Is 55, 1-3 ; Rm 8, 35+37-39 ; Mt 14, 13-21
Dix-huitième dimanche du temps ordinaire – Année A (2 août 1981)
Homélie du Frère Jean-Philippe REVEL


Lac de Tibériade

Voilà donc, aujourd'hui, le récit d'un des miracles les plus célèbres de l'évangile : la multiplication des pains, miracle auquel bon nombre d'entre nous ont eu l'occasion de réfléchir cette année pour la préparation du congrès eucharistique de Lourdes et que ce miracle a une dimension eucharistique évidente. Je ne prétends pas vous dire, aujourd'hui, quelle est l'explication satisfaisante, pour la raison et la science moderne, des miracles du Christ comme de tout miracle en général.
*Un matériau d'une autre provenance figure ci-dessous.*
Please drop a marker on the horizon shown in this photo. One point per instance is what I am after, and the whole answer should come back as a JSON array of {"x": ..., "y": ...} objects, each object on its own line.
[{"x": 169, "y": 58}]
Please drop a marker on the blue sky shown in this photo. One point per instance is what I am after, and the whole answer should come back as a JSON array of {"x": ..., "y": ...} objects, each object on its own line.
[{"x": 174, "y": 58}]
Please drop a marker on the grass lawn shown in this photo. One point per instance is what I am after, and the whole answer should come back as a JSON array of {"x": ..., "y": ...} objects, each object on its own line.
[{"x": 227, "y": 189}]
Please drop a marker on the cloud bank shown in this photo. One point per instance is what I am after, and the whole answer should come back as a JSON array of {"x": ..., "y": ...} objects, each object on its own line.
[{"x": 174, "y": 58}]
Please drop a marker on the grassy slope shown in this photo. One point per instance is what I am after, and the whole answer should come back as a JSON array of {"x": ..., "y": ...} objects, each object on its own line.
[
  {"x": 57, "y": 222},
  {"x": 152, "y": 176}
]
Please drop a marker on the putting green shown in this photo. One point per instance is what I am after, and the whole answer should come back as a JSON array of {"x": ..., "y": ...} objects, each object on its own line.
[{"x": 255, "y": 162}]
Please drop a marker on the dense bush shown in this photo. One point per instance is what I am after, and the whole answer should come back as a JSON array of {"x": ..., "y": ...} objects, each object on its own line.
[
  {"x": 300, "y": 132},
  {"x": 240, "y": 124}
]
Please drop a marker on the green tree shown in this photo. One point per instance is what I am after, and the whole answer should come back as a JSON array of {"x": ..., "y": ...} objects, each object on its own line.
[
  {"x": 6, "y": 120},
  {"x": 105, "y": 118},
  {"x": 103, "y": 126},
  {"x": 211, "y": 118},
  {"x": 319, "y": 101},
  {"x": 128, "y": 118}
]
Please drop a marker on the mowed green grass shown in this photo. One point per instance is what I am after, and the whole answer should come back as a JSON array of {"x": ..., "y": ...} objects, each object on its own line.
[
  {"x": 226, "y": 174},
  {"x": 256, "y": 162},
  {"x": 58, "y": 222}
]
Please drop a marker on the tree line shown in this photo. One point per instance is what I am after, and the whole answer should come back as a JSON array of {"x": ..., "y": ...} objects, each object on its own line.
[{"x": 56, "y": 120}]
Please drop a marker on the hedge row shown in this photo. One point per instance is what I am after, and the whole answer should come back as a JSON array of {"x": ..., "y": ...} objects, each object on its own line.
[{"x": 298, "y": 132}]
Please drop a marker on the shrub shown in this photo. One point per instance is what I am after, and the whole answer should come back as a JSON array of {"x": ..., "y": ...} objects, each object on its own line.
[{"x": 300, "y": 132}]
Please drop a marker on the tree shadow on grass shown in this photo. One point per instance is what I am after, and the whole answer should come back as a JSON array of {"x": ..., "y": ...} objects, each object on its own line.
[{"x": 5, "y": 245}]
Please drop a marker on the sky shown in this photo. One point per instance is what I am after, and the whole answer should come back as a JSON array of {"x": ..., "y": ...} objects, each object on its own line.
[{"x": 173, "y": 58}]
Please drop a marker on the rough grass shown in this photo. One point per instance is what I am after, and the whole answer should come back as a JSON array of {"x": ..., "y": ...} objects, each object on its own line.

Je voudrais simplement réfléchir avec vous sur quelques-uns des aspects caractéristiques, au plan spirituel, de ce qu'est le miracle, et de sa place dans l'évangile, dans la vie du Christ, et par conséquent dans notre foi et dans notre vie profonde.

La première caractéristique des miracles de Jésus, c'est qu'ils ne sont pas des actes de toute-puissance ostentatoire, par lesquels le Christ voudrait démontrer son pouvoir, voudrait arracher aux foules leur admiration. Les miracles du Christ sont toujours motivés par la compassion, la pitié, la tendresse du Christ pour les pauvres, les malades, les humbles, pour ces hommes démunis qui l'entourent et qui nous ressemblent tellement. Vous l'avez entendu, "devant cette foule Jésus fut pris de pitié", et c'est pourquoi Il se mit à guérir les malades. Et c'est le même sentiment de compassion qui, l'heure étant avancée, l'endroit désert et la possibilité normale de se nourrir inexistante, amènera Jésus à prendre du pain et à le multiplier pour que la foule puisse ne pas défaillir malgré la fatigue d'une longue journée passée à le poursuivre pour écouter sa Parole.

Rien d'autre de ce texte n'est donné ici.